著者 普後 一、 出版 東京農工大学出版会
 いやはや、昆虫って、すごいですね。昆虫に学べ、とは、よく言ったものです。そのとおりですね。
 ヒトの皮膚にとまった蚊は、皮膚の下にある毛細血管を探り当てるために、足の裏にある感覚器官から超音波を発信し、その反響を利用して血管の位置を感知する。
 うへーっ、まるで腹部エコー検査みたいですね。
蚊が吸血するとき、体重の2倍ほどのヒトの血液を一気に吸って消火器に流し込む。一度に腹いっぱい吸血するため、異なったヒトの血液型が混じり合うことはない。そして消化酵素ですぐに消化吸収されるため、血液が凝固することはない。ふむふむ、なるほど。
 蚊のもつ抗血液凝固物質は、酵素反応の最終段階をストップさせる。このプロリキシンSという物質は、血液を凝固させないほか、血管の平滑筋を弛緩させる作用を持っている。蚊は、吸血するとき、ヒトの皮膚感覚を麻痺させるために唾液を注入し、ヒトに気づかれないようにしている。蚊の唾液がアレルギー反応を引き起こし、かゆみの原因となる。ただし、本来、蚊の唾液は吸血終了とともに蚊の体内に戻る。そのため、かゆみも止まる。ところが、吸血が中断されると、蚊の唾液がヒトの体内に残されるので、ヒトはかゆみを感じる。
 つまり、蚊の気が済むまで血を吸わせたら、かゆみはほとんど感じないわけである。
 うひょう、な、なーんと、蚊を叩き潰すことによってかゆみを感じるというわけです。でも、蚊って見つけたらすぐに叩き潰してしまいたいですよね。

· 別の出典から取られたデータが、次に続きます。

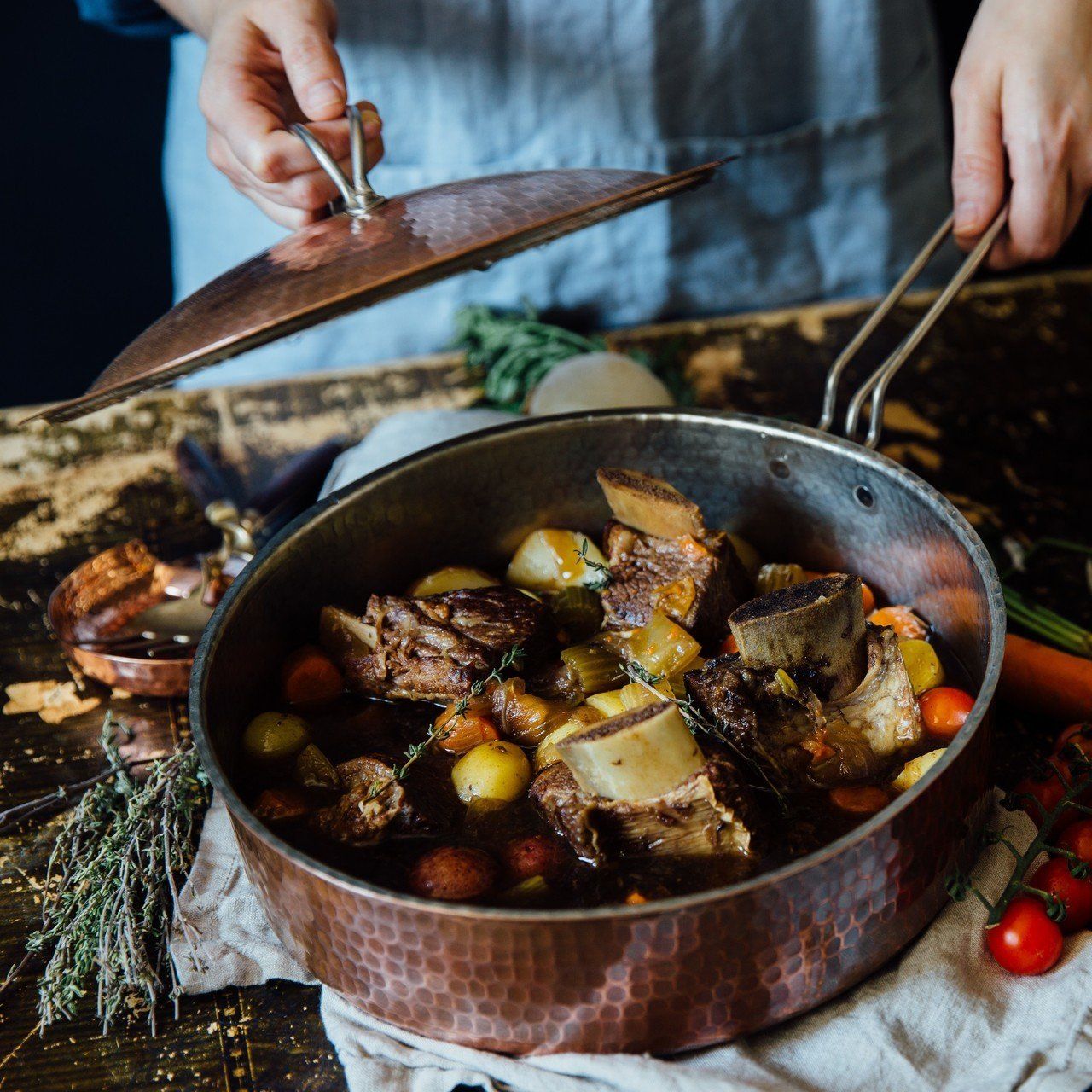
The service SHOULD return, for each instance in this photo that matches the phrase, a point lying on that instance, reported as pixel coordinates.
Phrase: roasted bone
(815, 631)
(437, 648)
(882, 709)
(639, 755)
(663, 558)
(708, 814)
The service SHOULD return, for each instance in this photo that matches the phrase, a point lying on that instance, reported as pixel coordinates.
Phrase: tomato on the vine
(1048, 792)
(1075, 894)
(1078, 839)
(1025, 940)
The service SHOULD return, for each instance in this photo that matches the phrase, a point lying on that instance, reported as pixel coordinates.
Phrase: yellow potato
(915, 769)
(451, 579)
(923, 665)
(609, 703)
(492, 771)
(550, 560)
(276, 737)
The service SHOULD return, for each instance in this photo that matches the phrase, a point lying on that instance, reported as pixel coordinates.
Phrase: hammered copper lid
(366, 254)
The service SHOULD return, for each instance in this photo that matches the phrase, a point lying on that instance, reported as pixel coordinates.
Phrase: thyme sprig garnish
(960, 885)
(112, 888)
(443, 729)
(697, 722)
(604, 578)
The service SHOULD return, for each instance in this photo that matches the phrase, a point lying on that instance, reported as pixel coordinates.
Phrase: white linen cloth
(944, 1016)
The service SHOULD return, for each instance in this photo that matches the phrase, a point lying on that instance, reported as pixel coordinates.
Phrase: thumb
(979, 167)
(305, 41)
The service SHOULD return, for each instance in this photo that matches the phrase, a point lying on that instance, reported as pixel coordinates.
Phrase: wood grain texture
(993, 410)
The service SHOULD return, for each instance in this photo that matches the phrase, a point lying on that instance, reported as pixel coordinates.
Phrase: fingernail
(323, 94)
(967, 218)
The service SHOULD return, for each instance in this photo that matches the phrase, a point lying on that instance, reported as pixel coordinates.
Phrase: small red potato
(453, 874)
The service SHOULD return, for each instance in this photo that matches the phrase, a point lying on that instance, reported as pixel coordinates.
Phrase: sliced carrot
(860, 799)
(276, 805)
(868, 599)
(1046, 681)
(901, 619)
(309, 677)
(459, 733)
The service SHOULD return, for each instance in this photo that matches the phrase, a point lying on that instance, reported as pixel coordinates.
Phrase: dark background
(88, 241)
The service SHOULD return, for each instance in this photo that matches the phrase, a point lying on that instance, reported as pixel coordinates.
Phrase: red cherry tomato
(1048, 792)
(1078, 839)
(1076, 894)
(944, 709)
(1025, 940)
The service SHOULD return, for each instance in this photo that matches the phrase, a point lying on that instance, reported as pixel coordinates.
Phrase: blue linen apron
(834, 106)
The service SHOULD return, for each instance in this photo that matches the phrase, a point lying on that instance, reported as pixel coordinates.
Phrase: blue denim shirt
(834, 108)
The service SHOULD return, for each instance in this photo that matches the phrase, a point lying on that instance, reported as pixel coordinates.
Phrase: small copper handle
(877, 383)
(357, 195)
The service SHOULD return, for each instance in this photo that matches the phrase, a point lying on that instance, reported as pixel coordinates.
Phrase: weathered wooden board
(994, 410)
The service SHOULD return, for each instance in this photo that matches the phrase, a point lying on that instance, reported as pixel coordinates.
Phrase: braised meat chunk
(782, 725)
(708, 814)
(663, 558)
(436, 648)
(375, 806)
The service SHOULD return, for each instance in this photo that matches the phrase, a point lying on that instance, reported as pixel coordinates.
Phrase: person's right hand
(272, 62)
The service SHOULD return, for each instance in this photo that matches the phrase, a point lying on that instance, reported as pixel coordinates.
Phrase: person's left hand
(1022, 112)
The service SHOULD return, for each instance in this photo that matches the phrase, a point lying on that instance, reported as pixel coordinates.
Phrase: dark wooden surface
(994, 410)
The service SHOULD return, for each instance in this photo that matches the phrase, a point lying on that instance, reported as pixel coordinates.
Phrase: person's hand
(272, 62)
(1022, 110)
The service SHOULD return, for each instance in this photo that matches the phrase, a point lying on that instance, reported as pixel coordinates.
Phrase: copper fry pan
(671, 974)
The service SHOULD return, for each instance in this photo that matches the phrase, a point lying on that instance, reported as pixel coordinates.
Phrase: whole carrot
(1046, 681)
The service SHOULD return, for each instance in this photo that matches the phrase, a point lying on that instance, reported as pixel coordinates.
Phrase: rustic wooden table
(994, 410)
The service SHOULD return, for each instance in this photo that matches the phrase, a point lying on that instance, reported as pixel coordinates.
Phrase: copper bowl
(673, 974)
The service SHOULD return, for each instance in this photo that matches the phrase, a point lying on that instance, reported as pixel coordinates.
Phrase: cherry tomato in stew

 ちなみに、蚊は一般には花の蜜や果物の汁、樹液などを吸っているが、交尾したメスの蚊だけが卵のためにヒトの血を吸う。蚊のオスは人間の敵ではないということなんですね。
 生ゴミを処理するのに、アメリカミズアブを使うといいそうです。初めて知りました。50センチ角の箱にアメリカミズアブを100頭入れて高温にしておくと、有機廃棄物が効率よく分解処理される。ふーん、そうなんですか……。いま、我が家はEMボカシで生ゴミを処理していますが、これより、もっと簡単で効率が良さそうです。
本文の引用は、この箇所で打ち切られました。